Tell me somehting when is the last time a pessimistic person invented something that helped us to live better? You can't. I just get sick of folks like you who say this will happen for a fact, as if it were the the good book. Here's what I say to you and to Jack with his catchy little sig, you first buddy.

For without hope we have nothing, for without dreams we are nothing, for no sprit we will fail, for no determination, we will crumble.

 
At Monday, May 5, 2008 at 11:18:00 PM PDT, Anonymous babun said...

Lol, I can't believe anyone wants to argue with an idiot

 
At Tuesday, May 13, 2008 at 7:36:00 PM PDT, Anonymous soylent said...

"Because it is patently obvious that we can feed those people if we want to. Therefore, if they are allowed to die, it would have to be labeled as what it really is -- a "let them die off"" or "kill off" or "mass murder", not a die-off."

Exactly.

You could feed ~10 times more people using grains directly than you can by first feeding it to cattle; and meat is a very big part of the north American and European diet.

But just giving the worlds poor food is not the solution. We should readily give that food away only when there are serious consequences. Otherwise highly discounted and subsidized food will outcompete local farmers and exacerbate the situation.

The best thing we could do for the worlds poor would be to unilateraly and unconditionally drop trade barriers.

 
At Thursday, May 15, 2008 at 1:51:00 PM PDT, Anonymous Ker said...

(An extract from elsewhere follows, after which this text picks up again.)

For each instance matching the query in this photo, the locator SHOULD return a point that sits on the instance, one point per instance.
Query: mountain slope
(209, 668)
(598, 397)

JD, are you taking into consideration world population growth and automobile industry expansion?
If resource suply increased by 5% but demand by 10% you have got 5% deficit. A chart of supply line going up may be tricky without accounting the demand!
JD lives a frugal lifestyle, and thats ok for him, he can write about how peak oil will not affect him. Good.
(for him)
But lets check out this simple essencials:
- ENERGY is needed for LIFE.
- The energy comes from resources
- A decrease in resources impacts quality of life in direct proportion: LESS ENERGY available => LOWER quality of LIFE.
What if black holes are energy demands for giant civilizations ??? (ups, sorry, out of the subject)
Peak now, or peak in 5 years, peak oil will happend. Peak gas will happend. Peak nuclear will happend. I don't know when, but it will. That's unquestionable, thats physics laws. And when it will, we are going to drive less, work harder, and all this projections already made.
So are we going to talk here that TODAY is not the peak oil when many of the large oil deposits peaked? Ok. I agree, lets talk about it. However, this doesn't mean that peak oil can not happend TOMORROW.
And this doesn't mean we can keep living as we are, delaying the enevitable end of the last drop of oil. If you are prepared, you're going to have better quality of life.

 
At Thursday, June 5, 2008 at 12:18:00 PM PDT, Blogger Shane said...

OK, I'm sorry to bring back an old thread, but...

Green with a Gun said something I feel the need to comment on.

"If there were more than enough conventional crude oil, then there'd be very little demand for biofuels. So that peak oil or excess demand on plateaued supply puts pressure on the food supply through increased demand for biofuels. It's a second order effect, but is nonetheless an effect. "

You start from a false premise. Your assumption is that the reason for interest in biofuels is because of supply. That is incorrect. The reason is due to high petrochemical prices, which is assumed to be a supply and demand issue (and that is debatable.)

And ker, don't be a douche. Great attempt at a troll, but while petrochemicals are a source of energy, they are not THE SOLE SOURCE of energy. At least you seem to mostly agree with the rest of us on most of this. Your comment makes me think you seem to believe you're in disagreement, but the funny thing is that you're not!

 
At Friday, June 13, 2008 at 6:00:00 PM PDT, Anonymous morgondag said...

Speculation and factors like biofuels and input costs (fertilizer, tractor fuel etc) are not mutualy exclusive. Indeed I think they are mutually reenforcing. I.e., speculators invest in food in part because they belive food is bound to go up becuase of those factors.